Asian markets were mixed Thursday as investors digested a slew of corporate earnings.

Japan’s Nikkei 225 (N225) rose 0.1%, while Hong Kong’s Hang Seng (HSI) Index fell 0.5%. China’s Shanghai Composite Index was flat. South Korea’s Kospi (KOSPI) fell 0.5%.

Qantas Airways, Australia’s largest airline, jumped 3.3% in Sydney. The company reported a 17% drop in underlying pretax profit for the year to $1.3 billion Australian dollars ($880 million), which Qantas says is its primary measure for assessing financial performance. It also announced that it would buy back up to 79.7 million shares.

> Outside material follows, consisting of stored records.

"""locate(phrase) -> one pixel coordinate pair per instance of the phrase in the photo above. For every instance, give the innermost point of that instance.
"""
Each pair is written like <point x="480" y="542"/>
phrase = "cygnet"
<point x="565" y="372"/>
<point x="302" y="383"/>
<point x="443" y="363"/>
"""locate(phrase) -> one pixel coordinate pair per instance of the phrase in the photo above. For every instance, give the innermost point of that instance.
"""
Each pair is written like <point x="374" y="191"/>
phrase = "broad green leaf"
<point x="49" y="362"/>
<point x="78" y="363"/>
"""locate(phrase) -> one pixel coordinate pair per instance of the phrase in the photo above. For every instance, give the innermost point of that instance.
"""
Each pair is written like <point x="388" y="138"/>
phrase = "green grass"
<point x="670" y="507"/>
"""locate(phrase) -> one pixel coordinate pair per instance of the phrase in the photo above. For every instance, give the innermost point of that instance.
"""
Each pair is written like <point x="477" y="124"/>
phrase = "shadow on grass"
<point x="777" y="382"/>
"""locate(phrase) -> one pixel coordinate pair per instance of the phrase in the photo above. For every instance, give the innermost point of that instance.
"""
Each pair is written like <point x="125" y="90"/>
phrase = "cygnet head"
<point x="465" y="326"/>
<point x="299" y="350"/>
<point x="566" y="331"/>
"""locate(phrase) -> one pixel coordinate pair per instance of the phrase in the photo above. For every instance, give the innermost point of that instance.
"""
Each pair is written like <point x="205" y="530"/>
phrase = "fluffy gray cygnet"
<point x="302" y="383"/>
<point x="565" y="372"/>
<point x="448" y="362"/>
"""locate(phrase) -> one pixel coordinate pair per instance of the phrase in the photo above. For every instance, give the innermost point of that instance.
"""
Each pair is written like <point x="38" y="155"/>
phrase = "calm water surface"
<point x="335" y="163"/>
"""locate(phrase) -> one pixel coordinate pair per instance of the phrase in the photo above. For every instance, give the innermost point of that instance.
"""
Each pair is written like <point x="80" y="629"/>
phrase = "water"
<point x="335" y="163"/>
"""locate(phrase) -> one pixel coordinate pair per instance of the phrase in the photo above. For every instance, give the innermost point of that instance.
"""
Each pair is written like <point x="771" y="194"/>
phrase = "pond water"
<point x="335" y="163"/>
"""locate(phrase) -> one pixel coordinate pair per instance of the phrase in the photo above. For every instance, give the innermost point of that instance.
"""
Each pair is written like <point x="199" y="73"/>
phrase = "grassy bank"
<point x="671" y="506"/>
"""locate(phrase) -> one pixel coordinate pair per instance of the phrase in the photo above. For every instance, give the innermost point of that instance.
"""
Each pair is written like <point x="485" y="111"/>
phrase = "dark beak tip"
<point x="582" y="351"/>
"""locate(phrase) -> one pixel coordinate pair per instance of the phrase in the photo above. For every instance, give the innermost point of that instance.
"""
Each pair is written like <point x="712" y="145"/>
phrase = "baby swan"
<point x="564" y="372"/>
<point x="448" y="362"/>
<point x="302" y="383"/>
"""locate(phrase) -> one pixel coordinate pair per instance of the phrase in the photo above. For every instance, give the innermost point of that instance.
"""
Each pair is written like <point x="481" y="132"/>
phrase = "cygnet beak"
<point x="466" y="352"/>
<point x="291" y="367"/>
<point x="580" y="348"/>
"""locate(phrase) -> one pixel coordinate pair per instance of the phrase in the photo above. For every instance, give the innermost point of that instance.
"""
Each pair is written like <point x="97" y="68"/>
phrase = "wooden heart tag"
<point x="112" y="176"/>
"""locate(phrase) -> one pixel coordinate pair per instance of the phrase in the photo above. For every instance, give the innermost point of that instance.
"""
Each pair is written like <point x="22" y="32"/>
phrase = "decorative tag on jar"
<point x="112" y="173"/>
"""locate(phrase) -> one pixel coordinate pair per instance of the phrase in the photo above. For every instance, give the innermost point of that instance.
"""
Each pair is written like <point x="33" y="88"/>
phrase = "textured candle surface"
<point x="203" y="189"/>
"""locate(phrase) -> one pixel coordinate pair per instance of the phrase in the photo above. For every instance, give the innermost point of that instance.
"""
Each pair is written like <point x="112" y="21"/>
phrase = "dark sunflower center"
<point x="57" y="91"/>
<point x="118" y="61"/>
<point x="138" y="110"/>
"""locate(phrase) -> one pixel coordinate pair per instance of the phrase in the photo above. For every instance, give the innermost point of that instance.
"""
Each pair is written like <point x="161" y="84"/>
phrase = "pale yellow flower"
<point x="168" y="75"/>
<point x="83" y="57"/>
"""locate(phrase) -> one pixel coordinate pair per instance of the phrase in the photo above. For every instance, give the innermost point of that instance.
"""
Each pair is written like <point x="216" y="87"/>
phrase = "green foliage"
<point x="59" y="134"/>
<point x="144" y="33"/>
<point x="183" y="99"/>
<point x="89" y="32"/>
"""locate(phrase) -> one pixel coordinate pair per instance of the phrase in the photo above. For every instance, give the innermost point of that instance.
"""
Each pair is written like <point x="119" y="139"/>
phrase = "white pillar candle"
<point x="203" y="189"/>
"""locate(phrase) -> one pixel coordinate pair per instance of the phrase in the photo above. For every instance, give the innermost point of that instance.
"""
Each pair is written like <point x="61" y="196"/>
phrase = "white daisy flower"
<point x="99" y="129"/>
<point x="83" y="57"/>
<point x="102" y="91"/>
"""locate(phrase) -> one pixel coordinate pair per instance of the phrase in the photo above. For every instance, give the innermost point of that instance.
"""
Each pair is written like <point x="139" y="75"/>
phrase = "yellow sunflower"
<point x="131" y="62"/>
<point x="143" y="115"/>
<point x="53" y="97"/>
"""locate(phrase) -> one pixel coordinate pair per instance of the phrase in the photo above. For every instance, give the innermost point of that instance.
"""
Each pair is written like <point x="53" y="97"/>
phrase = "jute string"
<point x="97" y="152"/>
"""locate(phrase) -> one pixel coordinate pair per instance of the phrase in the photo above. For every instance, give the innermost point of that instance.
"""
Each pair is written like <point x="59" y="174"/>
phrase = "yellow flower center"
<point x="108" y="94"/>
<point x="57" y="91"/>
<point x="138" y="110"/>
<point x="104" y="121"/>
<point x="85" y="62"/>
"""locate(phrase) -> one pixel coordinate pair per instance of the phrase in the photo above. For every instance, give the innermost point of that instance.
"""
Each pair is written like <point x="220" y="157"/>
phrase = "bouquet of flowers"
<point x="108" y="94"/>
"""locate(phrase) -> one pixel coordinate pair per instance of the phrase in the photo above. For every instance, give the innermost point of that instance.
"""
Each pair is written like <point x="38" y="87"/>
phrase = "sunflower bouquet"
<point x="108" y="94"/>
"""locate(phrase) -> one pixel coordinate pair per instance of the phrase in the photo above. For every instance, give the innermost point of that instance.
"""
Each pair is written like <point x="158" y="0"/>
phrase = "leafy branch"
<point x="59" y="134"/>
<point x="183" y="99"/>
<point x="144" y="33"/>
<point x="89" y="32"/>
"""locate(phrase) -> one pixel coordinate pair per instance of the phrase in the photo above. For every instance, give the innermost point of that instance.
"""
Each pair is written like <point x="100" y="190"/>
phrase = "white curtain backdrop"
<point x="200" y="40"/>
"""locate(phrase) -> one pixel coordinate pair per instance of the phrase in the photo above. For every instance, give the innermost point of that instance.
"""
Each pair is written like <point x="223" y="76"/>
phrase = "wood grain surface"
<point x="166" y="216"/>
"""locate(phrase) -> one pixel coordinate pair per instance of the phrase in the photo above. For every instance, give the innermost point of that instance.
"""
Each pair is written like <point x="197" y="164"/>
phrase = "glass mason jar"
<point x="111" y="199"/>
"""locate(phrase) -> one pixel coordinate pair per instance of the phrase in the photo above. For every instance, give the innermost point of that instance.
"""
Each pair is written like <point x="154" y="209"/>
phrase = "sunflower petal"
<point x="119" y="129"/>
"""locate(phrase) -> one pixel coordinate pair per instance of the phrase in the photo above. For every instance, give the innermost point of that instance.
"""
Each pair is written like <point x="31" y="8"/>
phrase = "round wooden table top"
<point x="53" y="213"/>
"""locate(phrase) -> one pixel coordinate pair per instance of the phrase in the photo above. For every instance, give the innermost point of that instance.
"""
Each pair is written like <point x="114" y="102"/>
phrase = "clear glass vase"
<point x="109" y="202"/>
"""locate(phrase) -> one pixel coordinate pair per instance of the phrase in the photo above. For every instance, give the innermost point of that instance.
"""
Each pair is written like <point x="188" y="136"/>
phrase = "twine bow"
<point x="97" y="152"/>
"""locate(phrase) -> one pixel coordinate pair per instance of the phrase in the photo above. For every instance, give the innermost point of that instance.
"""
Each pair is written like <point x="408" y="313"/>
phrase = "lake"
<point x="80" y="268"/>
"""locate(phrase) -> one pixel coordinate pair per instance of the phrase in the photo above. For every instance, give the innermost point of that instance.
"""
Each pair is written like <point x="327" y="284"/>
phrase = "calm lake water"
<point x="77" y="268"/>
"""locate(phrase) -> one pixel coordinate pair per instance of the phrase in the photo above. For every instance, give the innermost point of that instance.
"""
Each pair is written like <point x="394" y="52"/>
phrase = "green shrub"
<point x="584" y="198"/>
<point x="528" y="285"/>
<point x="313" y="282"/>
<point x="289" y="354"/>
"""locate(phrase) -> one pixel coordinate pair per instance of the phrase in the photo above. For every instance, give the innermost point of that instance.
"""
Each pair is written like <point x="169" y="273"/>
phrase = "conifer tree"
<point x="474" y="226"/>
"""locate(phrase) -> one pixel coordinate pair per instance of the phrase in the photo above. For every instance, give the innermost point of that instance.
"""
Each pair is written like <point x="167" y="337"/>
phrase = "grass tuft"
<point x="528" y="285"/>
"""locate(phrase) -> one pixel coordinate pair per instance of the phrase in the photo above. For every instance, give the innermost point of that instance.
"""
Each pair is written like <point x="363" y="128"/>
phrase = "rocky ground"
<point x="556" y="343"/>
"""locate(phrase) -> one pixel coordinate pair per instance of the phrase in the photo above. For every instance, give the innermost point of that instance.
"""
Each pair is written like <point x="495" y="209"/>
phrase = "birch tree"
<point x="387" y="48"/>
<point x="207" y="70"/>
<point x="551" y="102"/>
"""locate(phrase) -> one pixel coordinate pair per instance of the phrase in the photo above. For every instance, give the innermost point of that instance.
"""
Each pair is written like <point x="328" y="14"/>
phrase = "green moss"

CEO Alan Joyce called the results “particularly strong” considering some of the company’s headwinds. He said for example that fuel costs rose because of higher oil prices. The Australian dollar has also been weaker.

Australia’s broader S&P/ASX 200 index gained 0.4%.

BYD — China’s largest electric car maker, which is also backed by Warren Buffett — declined 4.6% in Hong Kong. Its Shenzhen-listed stock lost 2.5%. The company reported a nearly 204% surge in net profit for the first half to more than 1.4 billion yuan ($205 million), but said it expected its electric, hybrid and other “new energy” vehicle sales to slow down, and for overall profit to drop a “significant” amount in the third quarter because of weakening demand for cars and a cut in government subsidies for electric vehicles.

Henderson Land Development, which is owned by one of Asia’s richest property tycoons Lee Shau-kee, dropped 4.1% in Hong Kong. The company posted about a 50% fall in its net profit for the first half. It also said the US-China trade war and ongoing protests in Hong Kong have added uncertainties to Hong Kong’s property market.

Investors are still waiting for Friday, when Federal Reserve Chairman Jerome Powell will speak at an economic meeting in Jackson Hole, Wyoming. The Fed released minutes Wednesday from its July policy meeting. The minutes showed that most Fed policymakers supported last month’s rate cut, and noted that the Fed was keeping its options open about the future.

“The risk sentiment remains on the mend, with little coming out of the July Fed minutes to significantly alter rate cut expectations,” wrote Jingyi Pan, a market strategist for IG Group, in a research note Thursday.

Markets now almost fully price in a rate cut by the Fed in September, according to CME Fedwatch.